Note that in A/B, we are in traditional science. This is the stuff you would learn in Astro 200 - how planets form, how to take readings, etc.

  1. In C, we traditionally did nothing very special for our ‘model’ to create a posterior. OLS regression is the most likely approach, and we could use tools like Excel or some deeply trivial subset of SPSS. The model might even be implicit in the machine itself, such as a spectrograph. Now, of course, our problems are more noisy, the datasets from B larger, and the ‘equipment’ - the math - more sophisticated. So our models are expressed as Fortran code, as Jupyter code running MCMC, or as deep neural models. Here we enter the world of software and data engineering. We might need code review, as opposed to just peer review.
  2. In D, we have the problems - and depreciation - of moving data around at volume. This includes network infrastructure, GPU provisioning, HPC problems. There are obviously large set of questions here that I won’t tackle, but you all probably know a lot about!
  3. In E, our challenges are again scientific: draw supported inference, do classification, prediction, create better explanations and build useful theories. Debt in this context is again about sloppy science: P-Hacking, HARKing, and so on. Personally I think open science policies will go a long way to removing those problems.

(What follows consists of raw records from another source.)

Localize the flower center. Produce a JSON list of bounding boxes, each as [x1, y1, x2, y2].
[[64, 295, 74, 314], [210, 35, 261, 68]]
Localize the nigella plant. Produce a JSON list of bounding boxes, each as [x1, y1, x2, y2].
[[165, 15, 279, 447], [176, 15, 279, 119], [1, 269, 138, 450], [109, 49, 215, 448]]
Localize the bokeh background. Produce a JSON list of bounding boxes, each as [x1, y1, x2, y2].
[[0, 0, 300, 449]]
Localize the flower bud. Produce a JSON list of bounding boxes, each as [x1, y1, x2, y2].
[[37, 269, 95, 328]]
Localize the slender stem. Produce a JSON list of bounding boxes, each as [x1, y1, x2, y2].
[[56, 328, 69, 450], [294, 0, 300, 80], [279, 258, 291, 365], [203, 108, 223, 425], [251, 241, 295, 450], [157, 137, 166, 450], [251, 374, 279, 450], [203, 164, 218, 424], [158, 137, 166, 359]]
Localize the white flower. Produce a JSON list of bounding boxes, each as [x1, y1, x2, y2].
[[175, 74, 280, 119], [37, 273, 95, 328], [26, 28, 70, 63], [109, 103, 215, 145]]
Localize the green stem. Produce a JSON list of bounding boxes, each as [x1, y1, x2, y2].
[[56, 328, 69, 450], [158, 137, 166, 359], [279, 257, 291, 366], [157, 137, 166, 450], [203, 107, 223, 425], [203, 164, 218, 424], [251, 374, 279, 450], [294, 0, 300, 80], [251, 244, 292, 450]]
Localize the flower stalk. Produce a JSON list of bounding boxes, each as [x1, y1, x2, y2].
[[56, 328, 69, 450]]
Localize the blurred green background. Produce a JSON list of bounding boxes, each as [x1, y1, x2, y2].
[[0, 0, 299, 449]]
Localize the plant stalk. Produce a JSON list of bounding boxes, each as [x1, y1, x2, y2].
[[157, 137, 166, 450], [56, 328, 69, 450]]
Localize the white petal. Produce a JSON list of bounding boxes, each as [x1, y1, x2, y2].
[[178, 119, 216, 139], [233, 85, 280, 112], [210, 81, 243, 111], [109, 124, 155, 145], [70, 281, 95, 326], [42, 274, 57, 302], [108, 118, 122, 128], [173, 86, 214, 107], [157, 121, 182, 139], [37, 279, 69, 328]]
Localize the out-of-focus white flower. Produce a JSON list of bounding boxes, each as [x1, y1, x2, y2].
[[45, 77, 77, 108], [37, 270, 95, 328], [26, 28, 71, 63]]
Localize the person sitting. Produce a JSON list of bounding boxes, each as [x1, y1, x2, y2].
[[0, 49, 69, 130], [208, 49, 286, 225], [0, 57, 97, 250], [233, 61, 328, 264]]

I want to focus on C, as an issue of scientific technical debt. I think a lot of challenges have to do with understanding the tradeoff between the scientific challenges in A/B/E, and the engineering focused challenges in C and D. Ultilatemly to do good science - to design vaccines, to predict climate adaptation approaches, to better understand pulsars - we need to have all of these phases working efficiently. Since I know about C that’s where I’ll focus.

Making Models Accessible

There are two dimensions (or more) to this question. The first is about using models and building them; the second is about querying them.

Model Usability

We now see tons of tools that help with modelling. Here are some illustrative examples

  • Fortran, in Global Climate models
  • Python, in Ralph Evin’s building sims
  • Astropy
  • Commercial: Tableau, RStudio, Metabase, https://core.hash.ai/@hash/wildfires-regrowth/9.8.0 are moving from building dashboards and visualizations into more complex modelling support. But like dashboards, the challenge is less about using bars vs lines, and more about the A/B and E parts: what problems do I need to learn about.

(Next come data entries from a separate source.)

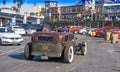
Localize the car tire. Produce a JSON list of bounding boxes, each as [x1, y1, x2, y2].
[[81, 46, 87, 55], [24, 44, 33, 60], [64, 46, 74, 63]]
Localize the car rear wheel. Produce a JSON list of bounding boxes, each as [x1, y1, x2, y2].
[[24, 44, 33, 60], [64, 46, 74, 63]]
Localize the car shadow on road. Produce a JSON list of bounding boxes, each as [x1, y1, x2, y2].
[[8, 53, 64, 63], [8, 53, 25, 60], [112, 69, 120, 72]]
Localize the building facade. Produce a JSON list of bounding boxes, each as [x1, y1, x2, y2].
[[45, 0, 120, 21]]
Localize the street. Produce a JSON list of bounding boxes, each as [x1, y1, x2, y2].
[[0, 35, 120, 72]]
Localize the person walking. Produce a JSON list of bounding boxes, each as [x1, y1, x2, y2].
[[90, 30, 96, 39]]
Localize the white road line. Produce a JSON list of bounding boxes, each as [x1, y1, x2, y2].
[[0, 47, 24, 56]]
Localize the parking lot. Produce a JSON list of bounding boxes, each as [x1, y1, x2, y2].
[[0, 34, 120, 72]]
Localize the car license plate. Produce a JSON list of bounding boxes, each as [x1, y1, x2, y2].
[[41, 56, 48, 60]]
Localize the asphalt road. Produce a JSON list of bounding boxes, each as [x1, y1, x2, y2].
[[0, 35, 120, 72]]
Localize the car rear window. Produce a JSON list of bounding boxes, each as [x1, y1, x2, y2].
[[38, 36, 54, 41]]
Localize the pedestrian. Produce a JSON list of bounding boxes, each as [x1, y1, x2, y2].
[[90, 30, 96, 39]]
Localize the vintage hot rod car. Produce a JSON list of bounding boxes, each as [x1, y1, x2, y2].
[[24, 32, 87, 63]]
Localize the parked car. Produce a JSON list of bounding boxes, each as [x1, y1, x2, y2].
[[79, 28, 88, 35], [9, 25, 26, 35], [0, 27, 23, 45], [24, 31, 85, 63]]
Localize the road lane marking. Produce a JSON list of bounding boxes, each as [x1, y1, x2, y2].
[[0, 47, 24, 56]]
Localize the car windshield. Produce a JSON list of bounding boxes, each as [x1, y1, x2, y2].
[[38, 36, 54, 41], [0, 28, 14, 33]]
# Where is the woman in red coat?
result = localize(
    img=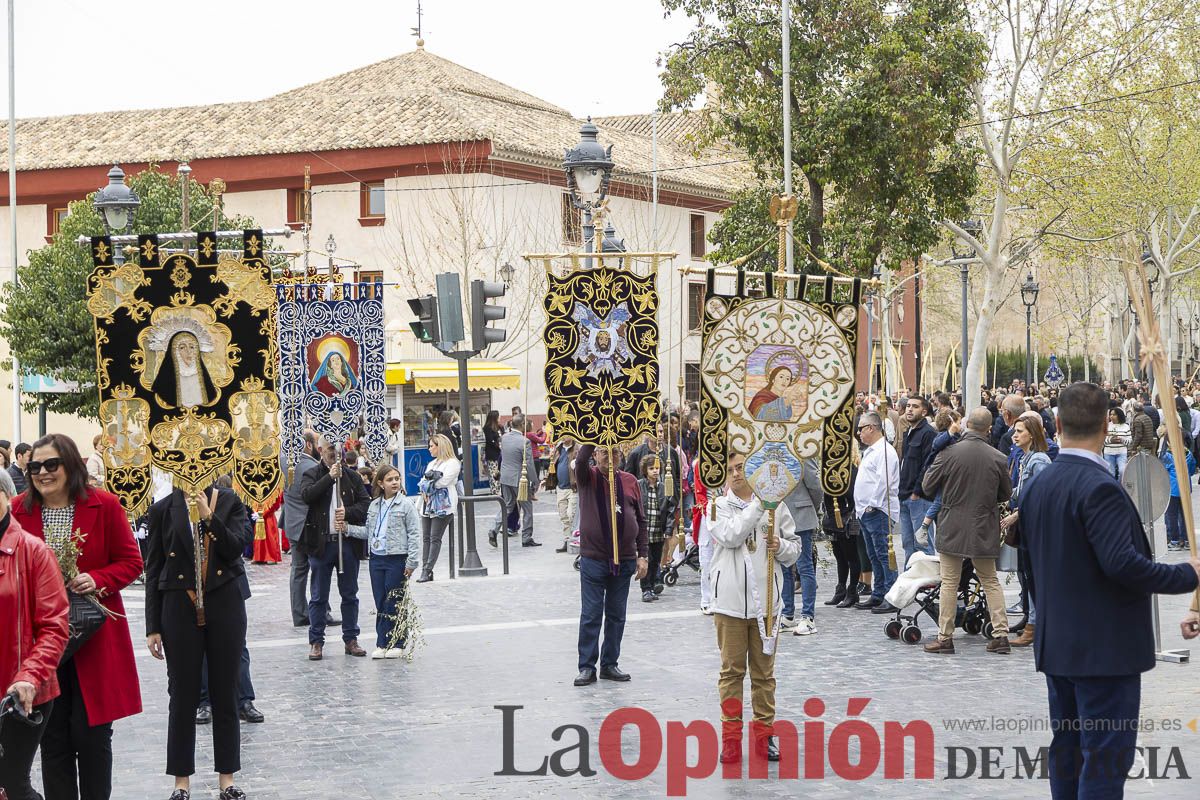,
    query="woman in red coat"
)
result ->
[12,433,142,800]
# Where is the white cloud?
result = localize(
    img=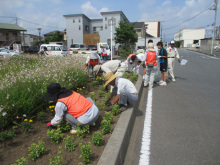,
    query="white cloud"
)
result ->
[163,0,172,6]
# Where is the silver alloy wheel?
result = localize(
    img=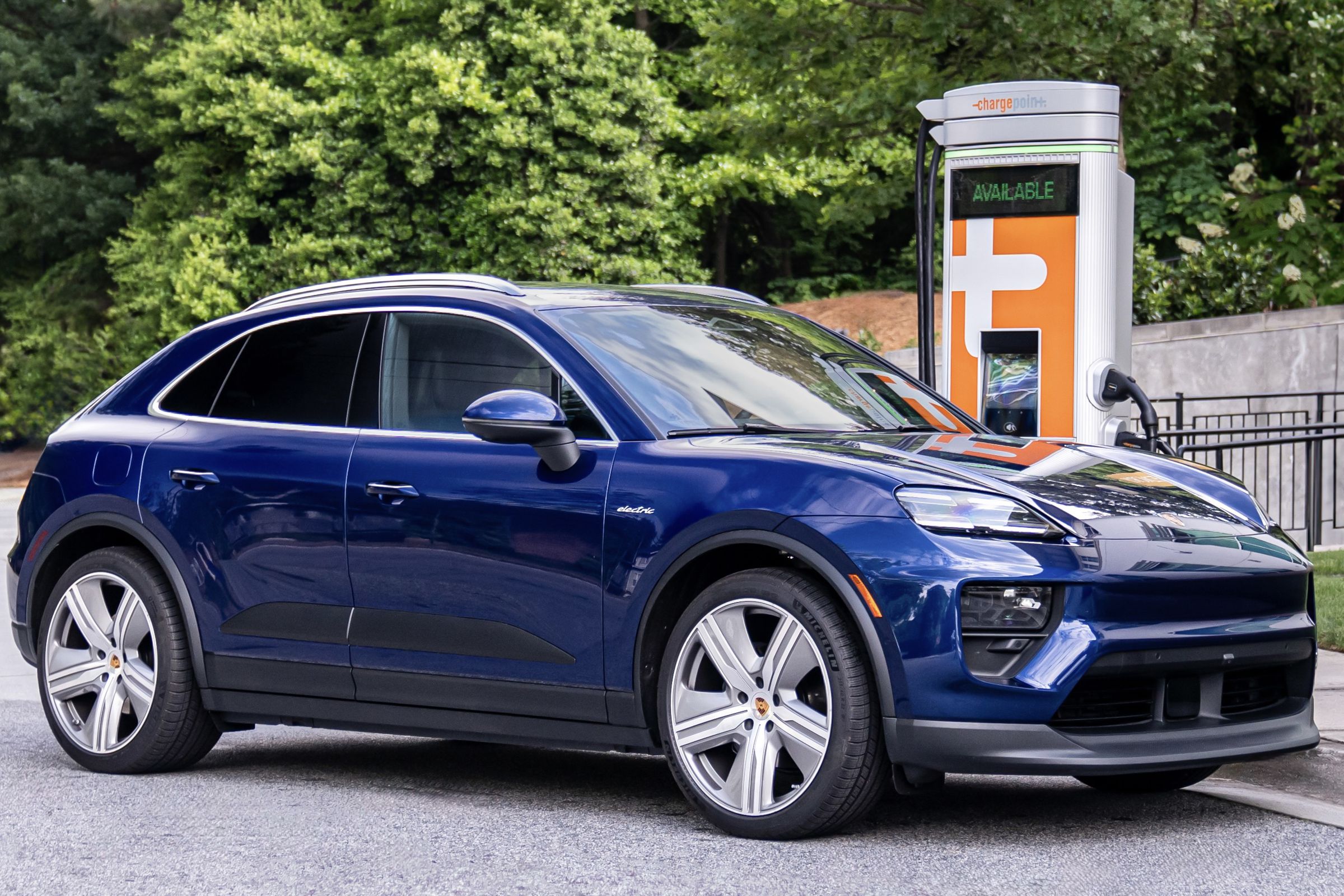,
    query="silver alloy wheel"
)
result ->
[669,598,830,815]
[41,572,158,754]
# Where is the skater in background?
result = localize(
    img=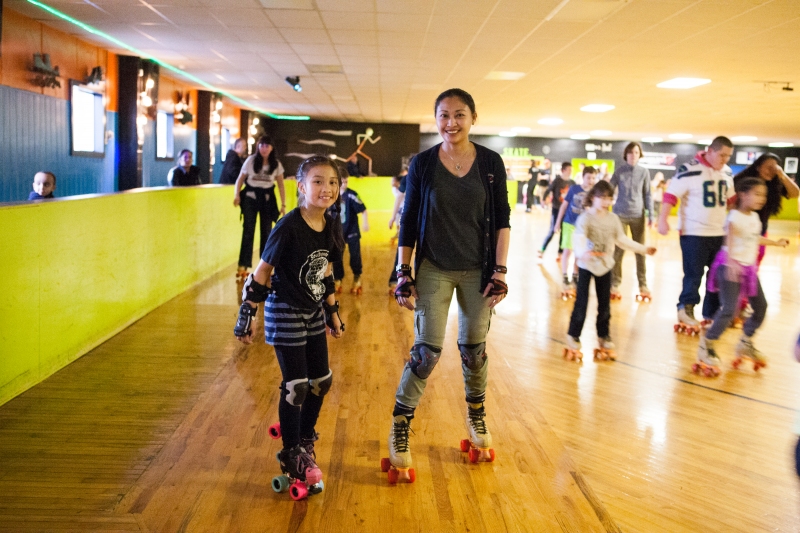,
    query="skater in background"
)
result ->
[28,170,56,201]
[389,89,511,475]
[233,135,286,280]
[556,166,597,298]
[609,142,653,300]
[658,136,735,332]
[539,162,575,261]
[234,156,344,485]
[329,177,369,294]
[695,177,789,375]
[564,181,656,359]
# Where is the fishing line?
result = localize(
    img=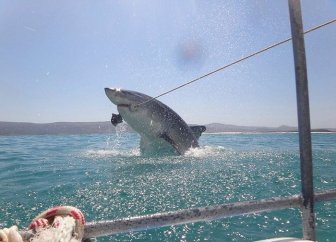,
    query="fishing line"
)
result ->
[135,19,336,107]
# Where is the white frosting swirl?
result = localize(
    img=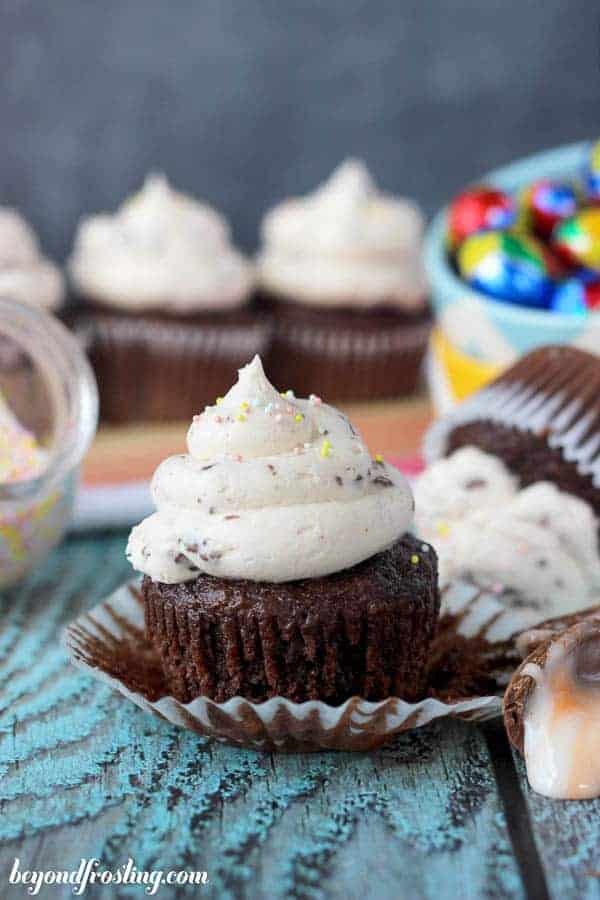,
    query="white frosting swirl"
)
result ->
[69,175,254,314]
[0,206,65,310]
[415,447,600,622]
[127,357,413,583]
[258,159,427,310]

One challenge in the move to more complex models is of course the inflection points: the places where the models fail to capture the real world. It is trivial to build a predator-prey model; to build one that accurately captures the dynamics of wolf/elk dynamics in the Mackenzie valley is entirely different, and probably the validity of the model is only understandable by maybe 100 people in the world. Increasingly the challenge in peer review is not about (or not just about) the problem’s relevance or significance, but whether the data and model support the claim. Technical debt in science is a massive concern if we are going to rely on large, difficult to verify datasets for our claims.

How easy it is to build the model:

  • Show examples of RStan, Fortran, Hash as dealing with the problem of “building the model”

Accessing Model Outputs: Digital Twins

Bryan Lawrence blog post

The idea that in SKA you might not get raw data

Finding Bugs in Notebooks

Consider our study of how people find notebook problems. Given a notebook on a topic the subject understood well, we asked them to find any problems (0-4) in the notebook. This is essentially peer review of the notebook, except the authors can’t reply or help, like in code review. With “many eyeballs all bugs are shallow” is a flawed truism that seems to hold for science; if we can get lots of people looking we can find some of the flaws.

Hands up if you’ve had to rewrite analysis or model code because of a flawed assumption, misunderstood stats package, or unreliable initialization?